The campaign will take place not only in supermarkets, but in street fairs, shopping centers, tourist locations and even in public schools. Many fish products will be sold at up to 40% off the regular price.
Guilherme Crispim of SEAP reports that annual Brazilian per capita consumption of fish was 6.8 kilos in 2002, and has been rising around 5% annually, but remains below the WHO recommendation of 12 kilos annually.
Crispim says that with the campaign giving things a boost, Brazil may reach the WHO recommended level by 2007.
Brazil’s fleet of fishing boats will be modernized over the next three years with investments of US$ 477 million (1.5 billion reais).
The Profrota program of the Special Secretariat of Aquiculture and Fishing also covers the purchase of used vessels less than five years old.

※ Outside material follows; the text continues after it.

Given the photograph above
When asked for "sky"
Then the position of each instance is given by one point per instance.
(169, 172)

The resources will come from the North and Northeast Constitutional Funds and the Merchant Marine Fund. Payment will be made in up to 20 years with average annual interest rates ranging from 7% to 12%.
The fishing boats will operate in the so-called Exclusive Economic Zone and in international waters.
The program, which was under discussion for four months by representatives of eleven government Ministries, is intended to stimulate the construction of at least 100 boats and the acquisition of 30 more with fewer than five years of use. An additional 240 boats are expected to be modernized.
According to the Minister of Fishing, José Fritsch, the measure will allow the exclusive zone to be occupied in a sustainable manner.
“We need to have a structure of ocean fishing vessels for deep water, but within a perspective of sustainability,” he said.
Another of the Special Secretariat’s actions foresees the modernization of four fishing terminals with financing on the order of US$ 87 million from the World Bank (IBRD).